The subgroup property of being a Sylow subgroup is stronger than, or implies, the subgroup property of being an order-dominating subgroup: for any subgroup whose order divides the order of the Sylow subgroup, some conjugate of that subgroup is contained in the given Sylow subgroup.

### Statement with symbols

Suppose $G$ is a finite group and $p$ is a prime number. Then, if $P$ is a $p$-Sylow subgroup and $Q$ is a $p$-subgroup of $G$, there exists $g \in G$ such that $g^{-1}Qg \le P$.

This statement is a part of Sylow's theorem.

## Proof

### Proof using coset spaces

Given: $G$ a finite group, $P$ a $p$-Sylow subgroup, and $Q$ a $p$-group. Suppose $n=p^rm$ where $n$ is the order of $G$ and $m$ is relatively prime to $p$ (So, $|P| = p^r$.

To prove: There exists $g \in G$ such that $g^{-1}Qg \le P$.
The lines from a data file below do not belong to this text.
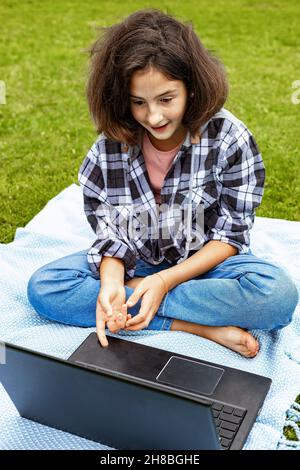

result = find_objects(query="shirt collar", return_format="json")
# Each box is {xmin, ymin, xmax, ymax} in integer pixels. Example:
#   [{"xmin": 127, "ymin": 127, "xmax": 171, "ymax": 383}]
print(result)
[{"xmin": 124, "ymin": 128, "xmax": 202, "ymax": 161}]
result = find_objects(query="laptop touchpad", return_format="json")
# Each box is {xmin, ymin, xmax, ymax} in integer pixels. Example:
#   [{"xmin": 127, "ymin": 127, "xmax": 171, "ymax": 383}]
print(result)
[{"xmin": 156, "ymin": 356, "xmax": 224, "ymax": 395}]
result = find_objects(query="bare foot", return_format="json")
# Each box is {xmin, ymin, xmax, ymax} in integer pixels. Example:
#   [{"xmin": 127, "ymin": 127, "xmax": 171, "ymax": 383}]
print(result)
[{"xmin": 171, "ymin": 320, "xmax": 259, "ymax": 358}]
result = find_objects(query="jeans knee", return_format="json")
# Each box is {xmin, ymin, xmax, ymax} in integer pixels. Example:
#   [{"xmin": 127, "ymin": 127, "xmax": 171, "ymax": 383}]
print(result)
[{"xmin": 264, "ymin": 269, "xmax": 299, "ymax": 329}]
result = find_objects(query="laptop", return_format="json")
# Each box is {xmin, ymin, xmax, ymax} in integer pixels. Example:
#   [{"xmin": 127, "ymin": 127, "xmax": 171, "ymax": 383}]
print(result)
[{"xmin": 0, "ymin": 333, "xmax": 271, "ymax": 450}]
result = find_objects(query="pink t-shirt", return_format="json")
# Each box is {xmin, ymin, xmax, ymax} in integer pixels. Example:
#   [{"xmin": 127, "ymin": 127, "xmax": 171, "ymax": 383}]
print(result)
[{"xmin": 143, "ymin": 132, "xmax": 182, "ymax": 204}]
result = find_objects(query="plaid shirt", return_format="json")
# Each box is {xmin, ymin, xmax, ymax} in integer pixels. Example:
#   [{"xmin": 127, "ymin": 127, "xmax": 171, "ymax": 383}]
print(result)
[{"xmin": 78, "ymin": 108, "xmax": 265, "ymax": 280}]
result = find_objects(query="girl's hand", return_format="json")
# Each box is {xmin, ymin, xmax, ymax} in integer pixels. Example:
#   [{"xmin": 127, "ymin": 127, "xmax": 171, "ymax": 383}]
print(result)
[
  {"xmin": 125, "ymin": 274, "xmax": 166, "ymax": 331},
  {"xmin": 96, "ymin": 282, "xmax": 128, "ymax": 347}
]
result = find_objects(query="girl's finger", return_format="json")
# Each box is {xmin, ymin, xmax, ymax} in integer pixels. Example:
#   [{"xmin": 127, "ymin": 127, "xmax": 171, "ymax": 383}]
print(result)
[{"xmin": 96, "ymin": 316, "xmax": 108, "ymax": 348}]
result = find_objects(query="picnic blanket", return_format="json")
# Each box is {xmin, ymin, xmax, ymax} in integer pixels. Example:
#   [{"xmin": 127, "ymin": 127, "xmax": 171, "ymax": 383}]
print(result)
[{"xmin": 0, "ymin": 184, "xmax": 300, "ymax": 449}]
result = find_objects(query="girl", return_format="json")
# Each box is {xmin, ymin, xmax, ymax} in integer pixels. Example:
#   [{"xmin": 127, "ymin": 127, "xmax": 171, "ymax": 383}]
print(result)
[{"xmin": 28, "ymin": 9, "xmax": 298, "ymax": 357}]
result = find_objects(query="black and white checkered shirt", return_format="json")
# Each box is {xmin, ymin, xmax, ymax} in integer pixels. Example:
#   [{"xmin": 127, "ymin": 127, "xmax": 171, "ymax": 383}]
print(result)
[{"xmin": 78, "ymin": 108, "xmax": 265, "ymax": 280}]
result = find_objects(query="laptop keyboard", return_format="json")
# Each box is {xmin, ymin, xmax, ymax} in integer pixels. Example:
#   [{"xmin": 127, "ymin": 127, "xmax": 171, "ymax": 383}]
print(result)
[{"xmin": 212, "ymin": 402, "xmax": 246, "ymax": 450}]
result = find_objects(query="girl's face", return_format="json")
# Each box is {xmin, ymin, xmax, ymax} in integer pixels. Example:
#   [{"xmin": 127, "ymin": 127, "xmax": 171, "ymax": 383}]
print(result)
[{"xmin": 129, "ymin": 68, "xmax": 187, "ymax": 150}]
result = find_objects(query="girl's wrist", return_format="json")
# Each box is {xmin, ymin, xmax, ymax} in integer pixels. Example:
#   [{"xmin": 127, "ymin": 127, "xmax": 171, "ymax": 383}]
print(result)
[{"xmin": 154, "ymin": 273, "xmax": 169, "ymax": 295}]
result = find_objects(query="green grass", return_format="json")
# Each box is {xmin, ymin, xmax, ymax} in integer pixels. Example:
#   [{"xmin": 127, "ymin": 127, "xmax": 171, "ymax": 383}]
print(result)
[{"xmin": 0, "ymin": 0, "xmax": 300, "ymax": 444}]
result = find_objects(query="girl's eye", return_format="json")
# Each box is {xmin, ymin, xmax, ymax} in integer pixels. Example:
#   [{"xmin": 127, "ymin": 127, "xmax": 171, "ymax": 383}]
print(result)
[{"xmin": 132, "ymin": 98, "xmax": 173, "ymax": 106}]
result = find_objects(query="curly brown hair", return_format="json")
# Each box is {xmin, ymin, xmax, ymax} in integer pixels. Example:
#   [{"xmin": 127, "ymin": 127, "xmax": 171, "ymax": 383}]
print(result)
[{"xmin": 87, "ymin": 8, "xmax": 228, "ymax": 144}]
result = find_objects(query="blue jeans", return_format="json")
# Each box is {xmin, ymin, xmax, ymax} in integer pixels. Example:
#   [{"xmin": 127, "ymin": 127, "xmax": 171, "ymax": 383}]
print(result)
[{"xmin": 28, "ymin": 251, "xmax": 298, "ymax": 330}]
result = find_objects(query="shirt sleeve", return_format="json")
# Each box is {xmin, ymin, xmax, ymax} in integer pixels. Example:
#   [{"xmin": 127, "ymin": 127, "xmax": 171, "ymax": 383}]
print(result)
[
  {"xmin": 78, "ymin": 142, "xmax": 136, "ymax": 280},
  {"xmin": 206, "ymin": 129, "xmax": 265, "ymax": 254}
]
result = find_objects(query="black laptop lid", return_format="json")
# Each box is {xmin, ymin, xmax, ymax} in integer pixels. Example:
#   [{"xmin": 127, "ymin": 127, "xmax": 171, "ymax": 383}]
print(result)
[{"xmin": 0, "ymin": 345, "xmax": 220, "ymax": 450}]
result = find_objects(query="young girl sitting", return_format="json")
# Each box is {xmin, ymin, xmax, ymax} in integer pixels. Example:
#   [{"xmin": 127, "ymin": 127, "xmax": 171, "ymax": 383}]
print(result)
[{"xmin": 28, "ymin": 9, "xmax": 298, "ymax": 357}]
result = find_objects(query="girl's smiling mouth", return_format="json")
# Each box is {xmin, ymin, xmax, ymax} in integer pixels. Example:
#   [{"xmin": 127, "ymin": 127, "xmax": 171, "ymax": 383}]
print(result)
[{"xmin": 151, "ymin": 122, "xmax": 169, "ymax": 132}]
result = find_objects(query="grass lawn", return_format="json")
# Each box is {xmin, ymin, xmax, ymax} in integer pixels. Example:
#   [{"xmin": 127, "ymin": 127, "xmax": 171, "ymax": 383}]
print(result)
[{"xmin": 0, "ymin": 0, "xmax": 300, "ymax": 440}]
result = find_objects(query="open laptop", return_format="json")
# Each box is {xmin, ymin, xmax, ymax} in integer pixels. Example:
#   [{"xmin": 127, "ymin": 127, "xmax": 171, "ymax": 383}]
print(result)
[{"xmin": 0, "ymin": 333, "xmax": 271, "ymax": 450}]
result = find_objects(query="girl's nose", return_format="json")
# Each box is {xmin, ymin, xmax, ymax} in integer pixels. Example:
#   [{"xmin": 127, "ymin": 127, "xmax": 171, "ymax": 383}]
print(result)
[{"xmin": 147, "ymin": 110, "xmax": 164, "ymax": 127}]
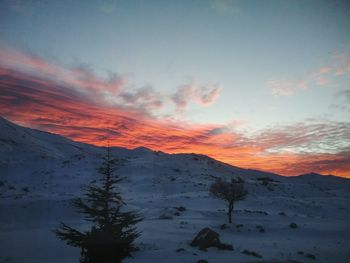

Proof: We prove this through a series of observations:

• $G$ naturally acts (on the left) on the left coset space of $P$.
• Since $Q$ is a subgroup of $G$, $Q$ also acts on the left coset space of $P$
• The left coset space of $P$ has cardinality $m$, which is relatively prime to $p$. Hence, under the action of $Q$ (which is a $p$-group) on this set, there is at least one fixed point. Let the fixed point be $gP$.
• We have $QgP = gP$. This gives us: $(g^{-1}Qg)P = P$, and hence $g^{-1}Qg \subseteq P$. Thus, a conjugate of $Q$ is contained inside $P$.